Rabu, 18 Mei 2022

Kekuasaan Mataram dan Pengaruhnya di Jawa Barat

Pasca berakhirnya kekuasaan Islam di Demak, muncul kerajaan Islam Mataram yang juga menguasai daerah-daerah Jawa Barat sebelum kaum penjajah asing merebut kemudian menguasai Jawa Barat. Pengaruh kerajaan Mataram terlihat pada para bupati yang memegang jabatan tertinggi dalam struktur kekuasaan di kabupaten-kabupaten. Para bupati menjadi pejabat tingkat menengah Mataram. Faktor jarak yang jauh dari Mataram membuat para bupati seperti raja-raja kecil yang merdeka atau miniatur-miniatur Mataram yang berada di daerah masing-masing (Iskandar, 2001: 65; Hardjasaputra, 2000: 116). 

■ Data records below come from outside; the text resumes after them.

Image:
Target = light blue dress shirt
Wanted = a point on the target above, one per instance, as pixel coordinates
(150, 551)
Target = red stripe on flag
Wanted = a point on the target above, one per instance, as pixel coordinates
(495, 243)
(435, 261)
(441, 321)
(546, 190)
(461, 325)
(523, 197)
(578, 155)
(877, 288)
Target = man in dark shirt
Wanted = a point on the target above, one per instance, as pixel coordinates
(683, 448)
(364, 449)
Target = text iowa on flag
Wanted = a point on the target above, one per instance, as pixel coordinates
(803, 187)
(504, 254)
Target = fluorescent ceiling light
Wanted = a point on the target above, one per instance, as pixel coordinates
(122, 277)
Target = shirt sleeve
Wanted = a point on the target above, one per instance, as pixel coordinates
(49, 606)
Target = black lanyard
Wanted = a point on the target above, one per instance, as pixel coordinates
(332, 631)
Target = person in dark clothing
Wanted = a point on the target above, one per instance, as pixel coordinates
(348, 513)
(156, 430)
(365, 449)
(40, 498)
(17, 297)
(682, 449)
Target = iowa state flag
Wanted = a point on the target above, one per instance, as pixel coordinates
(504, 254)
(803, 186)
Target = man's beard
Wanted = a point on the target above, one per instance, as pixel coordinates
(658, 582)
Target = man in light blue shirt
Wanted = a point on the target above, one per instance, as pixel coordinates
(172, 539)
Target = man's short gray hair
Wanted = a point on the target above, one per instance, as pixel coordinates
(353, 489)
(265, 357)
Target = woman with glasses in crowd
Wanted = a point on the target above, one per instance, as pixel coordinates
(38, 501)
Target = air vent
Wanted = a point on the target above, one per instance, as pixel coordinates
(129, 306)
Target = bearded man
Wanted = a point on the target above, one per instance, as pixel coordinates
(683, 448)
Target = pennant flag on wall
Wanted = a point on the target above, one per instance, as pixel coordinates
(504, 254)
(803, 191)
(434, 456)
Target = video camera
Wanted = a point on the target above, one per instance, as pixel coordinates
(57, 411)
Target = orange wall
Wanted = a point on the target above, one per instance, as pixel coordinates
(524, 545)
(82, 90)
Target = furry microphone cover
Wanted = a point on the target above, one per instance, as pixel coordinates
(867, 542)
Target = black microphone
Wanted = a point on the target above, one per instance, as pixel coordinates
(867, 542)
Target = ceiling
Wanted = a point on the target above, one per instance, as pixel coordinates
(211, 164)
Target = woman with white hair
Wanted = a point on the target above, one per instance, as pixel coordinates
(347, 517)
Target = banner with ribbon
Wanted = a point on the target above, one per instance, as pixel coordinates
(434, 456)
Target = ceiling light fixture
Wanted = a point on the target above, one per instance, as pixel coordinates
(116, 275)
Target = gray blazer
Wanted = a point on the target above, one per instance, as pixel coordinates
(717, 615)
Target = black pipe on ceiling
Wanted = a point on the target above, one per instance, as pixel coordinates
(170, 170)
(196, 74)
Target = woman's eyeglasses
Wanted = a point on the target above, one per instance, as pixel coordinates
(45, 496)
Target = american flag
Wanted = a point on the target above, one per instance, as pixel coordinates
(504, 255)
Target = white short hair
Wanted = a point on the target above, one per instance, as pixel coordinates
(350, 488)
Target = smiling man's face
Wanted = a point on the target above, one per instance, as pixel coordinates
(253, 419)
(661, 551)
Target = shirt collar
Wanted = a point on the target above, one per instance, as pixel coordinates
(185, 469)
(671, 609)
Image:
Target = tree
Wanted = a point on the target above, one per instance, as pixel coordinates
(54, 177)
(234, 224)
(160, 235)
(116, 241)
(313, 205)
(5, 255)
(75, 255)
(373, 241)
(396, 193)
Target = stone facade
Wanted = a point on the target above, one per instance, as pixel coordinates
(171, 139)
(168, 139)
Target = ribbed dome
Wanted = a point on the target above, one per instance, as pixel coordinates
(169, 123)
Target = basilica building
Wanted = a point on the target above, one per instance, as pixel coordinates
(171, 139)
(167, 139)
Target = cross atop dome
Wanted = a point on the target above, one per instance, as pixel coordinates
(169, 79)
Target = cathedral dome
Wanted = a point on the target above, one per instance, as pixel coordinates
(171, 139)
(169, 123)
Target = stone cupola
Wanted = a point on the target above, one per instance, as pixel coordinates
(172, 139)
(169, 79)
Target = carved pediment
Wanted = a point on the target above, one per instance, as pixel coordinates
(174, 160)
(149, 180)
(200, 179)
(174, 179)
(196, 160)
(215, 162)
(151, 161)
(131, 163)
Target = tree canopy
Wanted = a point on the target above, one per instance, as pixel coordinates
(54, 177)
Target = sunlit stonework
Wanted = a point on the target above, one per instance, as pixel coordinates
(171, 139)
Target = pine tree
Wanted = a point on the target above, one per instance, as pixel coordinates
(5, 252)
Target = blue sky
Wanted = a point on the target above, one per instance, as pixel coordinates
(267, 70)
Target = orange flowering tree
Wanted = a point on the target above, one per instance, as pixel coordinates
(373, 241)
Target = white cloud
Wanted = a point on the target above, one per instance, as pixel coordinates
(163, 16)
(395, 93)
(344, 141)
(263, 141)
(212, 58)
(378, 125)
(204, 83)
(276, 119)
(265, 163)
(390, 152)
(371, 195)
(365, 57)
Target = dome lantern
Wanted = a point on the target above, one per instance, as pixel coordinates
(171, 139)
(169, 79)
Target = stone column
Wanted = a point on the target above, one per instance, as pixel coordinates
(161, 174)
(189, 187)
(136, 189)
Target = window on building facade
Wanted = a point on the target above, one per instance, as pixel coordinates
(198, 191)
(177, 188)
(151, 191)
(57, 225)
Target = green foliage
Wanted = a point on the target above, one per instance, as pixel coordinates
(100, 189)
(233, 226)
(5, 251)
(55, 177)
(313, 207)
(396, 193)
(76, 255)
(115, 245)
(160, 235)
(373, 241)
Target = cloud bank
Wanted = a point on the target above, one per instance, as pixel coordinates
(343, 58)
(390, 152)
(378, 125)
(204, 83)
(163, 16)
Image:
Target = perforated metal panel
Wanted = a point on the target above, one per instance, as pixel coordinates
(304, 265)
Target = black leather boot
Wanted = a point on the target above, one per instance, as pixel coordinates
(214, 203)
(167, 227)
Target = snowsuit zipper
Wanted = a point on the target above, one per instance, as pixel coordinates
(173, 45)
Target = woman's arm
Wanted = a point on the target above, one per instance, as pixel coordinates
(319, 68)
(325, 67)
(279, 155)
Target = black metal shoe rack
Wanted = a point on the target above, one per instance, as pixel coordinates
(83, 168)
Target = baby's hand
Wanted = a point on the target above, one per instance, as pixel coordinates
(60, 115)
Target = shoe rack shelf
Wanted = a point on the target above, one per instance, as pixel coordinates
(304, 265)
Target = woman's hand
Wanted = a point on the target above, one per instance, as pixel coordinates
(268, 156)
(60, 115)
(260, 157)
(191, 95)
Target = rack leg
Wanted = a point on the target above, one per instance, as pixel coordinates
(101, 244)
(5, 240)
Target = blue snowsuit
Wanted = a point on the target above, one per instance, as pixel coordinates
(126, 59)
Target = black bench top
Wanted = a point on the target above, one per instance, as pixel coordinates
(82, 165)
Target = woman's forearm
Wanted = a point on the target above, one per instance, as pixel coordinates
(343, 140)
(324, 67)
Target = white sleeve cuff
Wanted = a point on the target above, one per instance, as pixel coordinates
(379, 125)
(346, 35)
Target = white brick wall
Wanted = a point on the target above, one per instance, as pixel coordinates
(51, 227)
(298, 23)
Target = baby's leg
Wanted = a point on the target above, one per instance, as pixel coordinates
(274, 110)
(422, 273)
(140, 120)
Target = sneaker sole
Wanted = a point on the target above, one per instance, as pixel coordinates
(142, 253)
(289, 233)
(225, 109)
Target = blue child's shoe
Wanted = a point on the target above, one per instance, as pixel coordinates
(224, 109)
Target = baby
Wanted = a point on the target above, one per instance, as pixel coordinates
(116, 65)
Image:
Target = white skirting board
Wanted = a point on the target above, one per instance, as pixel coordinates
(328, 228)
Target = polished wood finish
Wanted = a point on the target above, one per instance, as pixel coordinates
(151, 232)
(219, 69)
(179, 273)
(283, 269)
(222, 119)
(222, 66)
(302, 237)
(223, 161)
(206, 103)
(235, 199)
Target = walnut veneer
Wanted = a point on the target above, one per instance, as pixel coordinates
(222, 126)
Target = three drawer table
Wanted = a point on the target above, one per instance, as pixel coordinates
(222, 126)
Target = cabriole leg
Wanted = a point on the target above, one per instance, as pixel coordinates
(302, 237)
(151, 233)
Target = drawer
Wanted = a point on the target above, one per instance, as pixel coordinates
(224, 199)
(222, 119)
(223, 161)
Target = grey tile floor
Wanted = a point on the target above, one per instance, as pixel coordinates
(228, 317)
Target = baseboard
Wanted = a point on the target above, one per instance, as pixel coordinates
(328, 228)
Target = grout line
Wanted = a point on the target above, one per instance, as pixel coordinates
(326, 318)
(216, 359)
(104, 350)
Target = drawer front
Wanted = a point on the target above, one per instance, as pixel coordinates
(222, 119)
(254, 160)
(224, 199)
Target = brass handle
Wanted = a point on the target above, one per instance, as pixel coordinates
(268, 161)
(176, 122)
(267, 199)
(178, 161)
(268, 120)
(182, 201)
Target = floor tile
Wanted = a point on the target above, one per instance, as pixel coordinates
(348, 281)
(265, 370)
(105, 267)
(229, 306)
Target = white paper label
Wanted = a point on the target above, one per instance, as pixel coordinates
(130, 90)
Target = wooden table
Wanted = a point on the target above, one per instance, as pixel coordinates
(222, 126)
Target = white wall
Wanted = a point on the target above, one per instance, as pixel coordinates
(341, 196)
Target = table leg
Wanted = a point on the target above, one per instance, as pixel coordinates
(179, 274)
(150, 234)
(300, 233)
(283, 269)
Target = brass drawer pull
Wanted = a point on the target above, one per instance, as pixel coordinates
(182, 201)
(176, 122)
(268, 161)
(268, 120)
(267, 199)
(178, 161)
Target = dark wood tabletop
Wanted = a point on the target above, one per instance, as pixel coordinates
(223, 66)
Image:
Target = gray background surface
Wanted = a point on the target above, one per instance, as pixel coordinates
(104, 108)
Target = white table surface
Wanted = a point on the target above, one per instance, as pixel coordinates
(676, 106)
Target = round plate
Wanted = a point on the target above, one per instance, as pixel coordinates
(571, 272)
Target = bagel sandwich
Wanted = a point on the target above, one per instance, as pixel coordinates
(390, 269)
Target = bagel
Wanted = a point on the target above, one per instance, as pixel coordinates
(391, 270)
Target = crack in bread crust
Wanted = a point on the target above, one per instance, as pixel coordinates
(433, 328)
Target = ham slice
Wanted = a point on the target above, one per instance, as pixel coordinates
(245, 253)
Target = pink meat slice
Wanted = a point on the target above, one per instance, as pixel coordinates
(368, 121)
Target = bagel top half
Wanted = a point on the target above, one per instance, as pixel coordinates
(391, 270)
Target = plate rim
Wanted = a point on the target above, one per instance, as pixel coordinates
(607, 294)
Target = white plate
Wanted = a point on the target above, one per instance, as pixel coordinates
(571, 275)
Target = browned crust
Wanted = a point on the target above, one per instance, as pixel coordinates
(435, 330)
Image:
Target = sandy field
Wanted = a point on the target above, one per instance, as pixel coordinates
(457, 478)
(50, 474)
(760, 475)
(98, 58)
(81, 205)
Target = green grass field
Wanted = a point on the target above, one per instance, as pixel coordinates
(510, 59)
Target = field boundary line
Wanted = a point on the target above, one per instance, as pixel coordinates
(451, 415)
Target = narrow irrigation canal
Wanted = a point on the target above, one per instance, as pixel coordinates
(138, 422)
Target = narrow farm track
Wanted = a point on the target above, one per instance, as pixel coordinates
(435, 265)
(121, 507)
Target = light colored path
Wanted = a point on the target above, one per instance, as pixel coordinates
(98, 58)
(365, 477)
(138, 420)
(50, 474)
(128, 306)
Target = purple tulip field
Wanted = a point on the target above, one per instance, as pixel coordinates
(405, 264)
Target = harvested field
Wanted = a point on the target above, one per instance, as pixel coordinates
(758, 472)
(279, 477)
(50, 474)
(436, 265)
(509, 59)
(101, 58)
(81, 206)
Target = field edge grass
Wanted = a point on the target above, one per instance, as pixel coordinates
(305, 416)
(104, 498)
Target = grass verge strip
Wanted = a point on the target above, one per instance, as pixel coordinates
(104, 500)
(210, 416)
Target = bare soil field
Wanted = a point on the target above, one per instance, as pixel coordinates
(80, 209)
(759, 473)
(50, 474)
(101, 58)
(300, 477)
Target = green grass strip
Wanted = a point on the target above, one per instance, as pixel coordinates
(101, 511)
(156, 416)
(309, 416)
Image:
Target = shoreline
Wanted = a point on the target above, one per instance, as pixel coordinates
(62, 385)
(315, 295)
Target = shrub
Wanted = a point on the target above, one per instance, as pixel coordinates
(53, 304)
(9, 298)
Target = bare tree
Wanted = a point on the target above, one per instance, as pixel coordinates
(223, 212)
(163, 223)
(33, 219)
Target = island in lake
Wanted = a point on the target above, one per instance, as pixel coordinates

Dalam hubungannya dengan masalah keagamaan, para bupati merupakan wakil raja. Para bupati menganggap dirinya sebagai imam atau khalifah pengganti kedudukan raja. Para bupati mendapat penghasilan dari bidang sosial keagamaan berupa zakat fitrah. Bupati juga memiliki kewenangan menetapkan tokoh agama atau pada masa penajajahan disebut penghulu. Selanjutnya ketika kolonialisme bercokol di Jawa Barat, para bupati menjadi kaki tangan penjajah dalam mengontrol kegiatan masyarakat. Para bupati ini diatur sehingga terkesan tidak memiliki kebebasan dan ekspresi keagamaan dari seorang bupati pun tercekal. Dalam situasi seperti itu, beberapa bupati masih sempat melaksanakan ibadah haji. Beberapa orang menak bawahan dan kerabat bupati juga melaksanakan rukun Islam kelima sepanjang abad ke-19 (Lubis, 1998: 253). 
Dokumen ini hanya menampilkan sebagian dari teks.